Je pense que ça a vraiment commencé quand mes parents m’ont amenée à une garderie française quand j’avais trois ans, c’était près de notre maison à Londres.
Dès mes 2 ou 3 ans, le français était mon sujet préféré et pendant les vacances nous allions dans le Sud de la France à Avignon avec ma famille. Nous prenions le train de Londres à Avignon et nous allions dans une petite ville, Lambesc. Nous y avons été pendant 4 ou 5 ans, et c’est là que j’ai enregistré la vidéo de Show Me, que j’ai faite moi-même. Tout ça a surement eu un effet sur le fait que j’aime la France. Et puis j’adore Françoise Hardy, Jane Birkin, même si elle n’ait pas française. J’aime l’idée qu’elle soit anglaise et vive en France. Je me sens très liée à ça.
Je pense que vous avez juste cette façon si naturelle et facile de vivre, qui me plait beaucoup. À Londres, tout va si vite, c’est toujours « go, go, go, go, go ». À Paris les gens voient le temps plutôt en se disant « c’est la vie » (rires). Je pense que je me suis juste toujours sentie attirée par cette culture.

 

Tu ne vis plus en Angleterre, mais est-ce que tu restes influencée par sa scène musicale ? Notamment contemporaine ?
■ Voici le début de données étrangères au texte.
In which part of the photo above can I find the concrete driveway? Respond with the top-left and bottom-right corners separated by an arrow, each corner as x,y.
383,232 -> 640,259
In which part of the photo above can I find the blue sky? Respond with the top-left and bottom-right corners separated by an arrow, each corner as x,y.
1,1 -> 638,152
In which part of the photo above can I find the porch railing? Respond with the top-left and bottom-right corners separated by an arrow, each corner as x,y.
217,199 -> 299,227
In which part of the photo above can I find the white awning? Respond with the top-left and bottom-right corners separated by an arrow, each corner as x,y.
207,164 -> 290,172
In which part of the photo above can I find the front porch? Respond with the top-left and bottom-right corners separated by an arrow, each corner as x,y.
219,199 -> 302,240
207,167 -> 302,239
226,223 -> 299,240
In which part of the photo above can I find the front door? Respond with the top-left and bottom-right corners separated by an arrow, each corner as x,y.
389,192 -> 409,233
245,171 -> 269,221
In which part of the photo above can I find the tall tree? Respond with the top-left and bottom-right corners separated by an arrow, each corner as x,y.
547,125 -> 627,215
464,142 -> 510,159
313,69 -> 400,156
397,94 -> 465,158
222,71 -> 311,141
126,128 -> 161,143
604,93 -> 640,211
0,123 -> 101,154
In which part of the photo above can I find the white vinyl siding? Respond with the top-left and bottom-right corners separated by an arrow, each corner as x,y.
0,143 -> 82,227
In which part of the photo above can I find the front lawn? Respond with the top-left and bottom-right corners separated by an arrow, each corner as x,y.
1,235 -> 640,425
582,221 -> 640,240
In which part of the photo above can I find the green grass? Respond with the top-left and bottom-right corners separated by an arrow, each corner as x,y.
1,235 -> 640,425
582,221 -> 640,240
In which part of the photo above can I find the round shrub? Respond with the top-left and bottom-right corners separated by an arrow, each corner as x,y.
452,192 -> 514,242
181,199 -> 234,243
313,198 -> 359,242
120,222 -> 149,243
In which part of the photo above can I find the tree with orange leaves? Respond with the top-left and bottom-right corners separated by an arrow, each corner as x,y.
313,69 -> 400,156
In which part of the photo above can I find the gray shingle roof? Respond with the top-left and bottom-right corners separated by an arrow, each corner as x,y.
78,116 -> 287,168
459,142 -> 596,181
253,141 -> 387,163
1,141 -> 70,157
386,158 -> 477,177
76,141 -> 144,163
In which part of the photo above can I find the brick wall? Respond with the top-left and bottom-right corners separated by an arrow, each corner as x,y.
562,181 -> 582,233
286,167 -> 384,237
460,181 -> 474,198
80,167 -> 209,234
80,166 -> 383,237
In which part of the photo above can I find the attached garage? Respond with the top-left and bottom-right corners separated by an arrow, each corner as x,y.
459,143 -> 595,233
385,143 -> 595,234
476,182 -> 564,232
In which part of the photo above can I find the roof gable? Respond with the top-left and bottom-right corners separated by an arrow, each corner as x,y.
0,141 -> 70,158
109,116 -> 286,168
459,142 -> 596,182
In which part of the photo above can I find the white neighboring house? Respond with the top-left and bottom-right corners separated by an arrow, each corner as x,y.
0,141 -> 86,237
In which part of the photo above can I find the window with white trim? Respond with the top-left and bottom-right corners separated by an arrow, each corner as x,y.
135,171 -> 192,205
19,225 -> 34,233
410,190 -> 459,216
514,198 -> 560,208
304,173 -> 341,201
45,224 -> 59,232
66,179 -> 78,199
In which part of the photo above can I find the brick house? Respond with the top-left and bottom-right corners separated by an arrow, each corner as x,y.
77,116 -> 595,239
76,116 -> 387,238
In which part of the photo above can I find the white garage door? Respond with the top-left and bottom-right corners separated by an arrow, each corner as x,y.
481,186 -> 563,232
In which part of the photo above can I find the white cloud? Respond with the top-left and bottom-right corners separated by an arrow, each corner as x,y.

Oui ! J’aime des artistes comme Shivum Sharman, qui est un de mes amis. Il y a aussi Max Pope, avec qui j’avais fait Petit Garçon. En ce moment j’aime aussi plu généralement Beau, Okay Kaya, Pomme, Westerman, The Walters

 

Le top trois musical de Flo Morrissey ?

Ok, alors en ce moment, il y a une chanson de Eddie Harris, Why Must We Part?, qui est une de mes préférée.
J’essaie de réfléchir à ma playlist… J’aime bien Don’t explain de Billie Holliday.
Et oui… Peut-être bien Yes I’m Changing de Tame Impala.